Politics

Senate Democrats unveil relief proposal in response to coronavirus outbreak

Key Points
  • Senate Democrats on Wednesday unveiled more than a dozen "critical measures" intended to provide relief to local communities amid the deadly coronavirus outbreak. 
  • High-profile Democrats have been pushing for a relief proposal that is "targeted to the people who need help," Sen. Chuck Schumer, D-N.Y., told NBC News earlier Wednesday. 
  • President Donald Trump on Tuesday pitched Republican lawmakers on a 0% payroll tax rate for employers and employees that would last through the rest of this year and possibly longer.
From left, Sen. Ben Cardin, D-Md., Senate Minority Leader Chuck Schumer, D-N.Y., Sen. Patrick Leahy, D-Vt., and Sen. Patty Murray, D-Wash., participate in the Senate Democrats news conference on coronavirus relief proposals on Wednesday, March 11, 2020.
Bill Clark | CQ-Roll Call | Getty Images

Senate Democrats on Wednesday unveiled more than a dozen "critical measures" intended to provide relief to local communities in the wake of the deadly coronavirus outbreak. 

Democratic lawmakers have been pushing for a relief proposal that is "targeted to the people who need help," Sen. Chuck Schumer, D-N.Y., told NBC News earlier Wednesday. 

The Senate Democrats COVID-19 Economic and Community Services Proposal includes:

  • Emergency unemployment insurance funds to replace lost wages
  • Requiring businesses to allow workers to gradually earn up to 7 paid sick days
  • Loan payment relief for up to six months on federally insured mortgages and student loans
  • Federal funding for local communities
  • Grants for small businesses
  • Supplemental funding to public transportation agencies and Amtrak
  • Increased SNAP benefits
  • Additional funding for food banks, schools and nonprofits
  • Emergency mortgage and rental assistance
  • Additional financial assistance to housing providers 
  • Emergency grant aid to colleges

The proposals were unveiled at a press conference on Wednesday in the midst of what seems to be a tense standoff between House Democrats and the Trump administration over how the government should address the growing health crisis. 

President Donald Trump on Tuesday pitched Republican lawmakers on a 0% payroll tax rate for employers and employees that would last through the rest of this year and possibly longer. Trump has also indicated that his administration would propose relief to the airline and cruise ship industries, which have been impacted by the outbreak. 

But Democratic lawmakers have signaled that they would not vote on a proposal that does not include relief measures aimed at easing the burden on hourly workers who might not have benefits and struggling small businesses. 

House Speaker Nancy Pelosi, D-Calif., in a March 9 press release issued prior to the president's 0% payroll tax idea said that any proposal must prioritize paid sick leave, widespread and free coronavirus testing, affordable treatment for all, anti-price-gouging protections and enhanced unemployment insurance. 

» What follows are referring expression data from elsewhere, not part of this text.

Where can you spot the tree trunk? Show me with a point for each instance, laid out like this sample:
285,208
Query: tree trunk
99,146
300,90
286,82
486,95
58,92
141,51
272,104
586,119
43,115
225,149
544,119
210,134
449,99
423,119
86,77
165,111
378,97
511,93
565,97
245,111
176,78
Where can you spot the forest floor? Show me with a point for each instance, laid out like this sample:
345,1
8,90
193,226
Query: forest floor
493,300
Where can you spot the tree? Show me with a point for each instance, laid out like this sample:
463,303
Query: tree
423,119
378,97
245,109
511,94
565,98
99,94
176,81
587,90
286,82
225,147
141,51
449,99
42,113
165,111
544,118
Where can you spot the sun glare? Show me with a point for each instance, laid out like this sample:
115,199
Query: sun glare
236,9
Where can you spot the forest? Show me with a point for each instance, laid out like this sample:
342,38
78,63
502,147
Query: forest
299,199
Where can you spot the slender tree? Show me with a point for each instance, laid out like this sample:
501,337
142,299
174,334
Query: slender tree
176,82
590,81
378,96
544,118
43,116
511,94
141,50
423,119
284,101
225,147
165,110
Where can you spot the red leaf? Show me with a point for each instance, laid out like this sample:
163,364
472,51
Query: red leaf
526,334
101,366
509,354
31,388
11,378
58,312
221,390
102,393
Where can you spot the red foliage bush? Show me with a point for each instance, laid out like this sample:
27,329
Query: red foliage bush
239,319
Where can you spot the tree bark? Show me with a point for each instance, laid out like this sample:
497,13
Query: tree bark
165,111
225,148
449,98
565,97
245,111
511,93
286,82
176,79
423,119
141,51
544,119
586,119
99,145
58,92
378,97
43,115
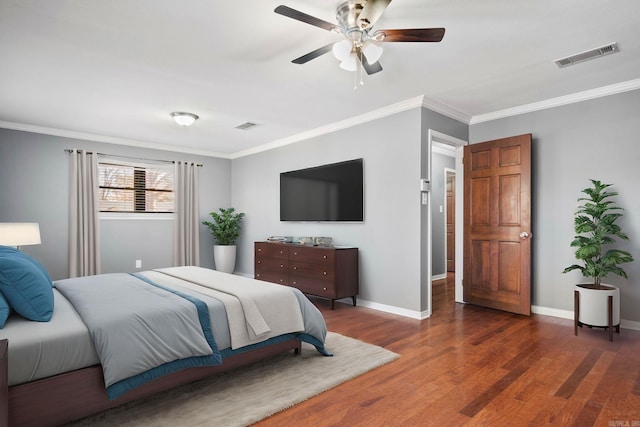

Rep. Ro Khanna, D-Calif., emphasized Pelosi's concerns on "Power Lunch" on Wednesday, telling CNBC that the priority is to make sure uninsured Americans "can get to a doctor or get a test without having to pay a lot of money."

"So the first thing I'd do is make sure we extended health care," Khanna added. "We should make sure people who are taking time off from work are compensated so that they have that money that they can then spend. We should make sure people who have student loans aren't defaulting on those loans." 

While the Democrats have suggested that they will also consider offering assistance to corporations, the relief effort should start "from the bottom up," Schumer told NBC News, "targeted at the people who are most hurt."

The coronavirus, which is believed to have originated in Wuhan, China, has spread to dozens of countries globally, with more than 121,000 confirmed cases worldwide and at least 4,373 deaths so far, according to data from Johns Hopkins University.

There have been at least 1,050 cases in the United States and at least 30 deaths, according to the latest tallies from Johns Hopkins. 

The outbreak, which the World Health Organization classified as a pandemic Wednesday, has roiled markets and led governments to take drastic actions as it rapidly spreads across the globe. 

Correction: A previous version of this story misstated the number of deaths attributable to the coronavirus in the U.S.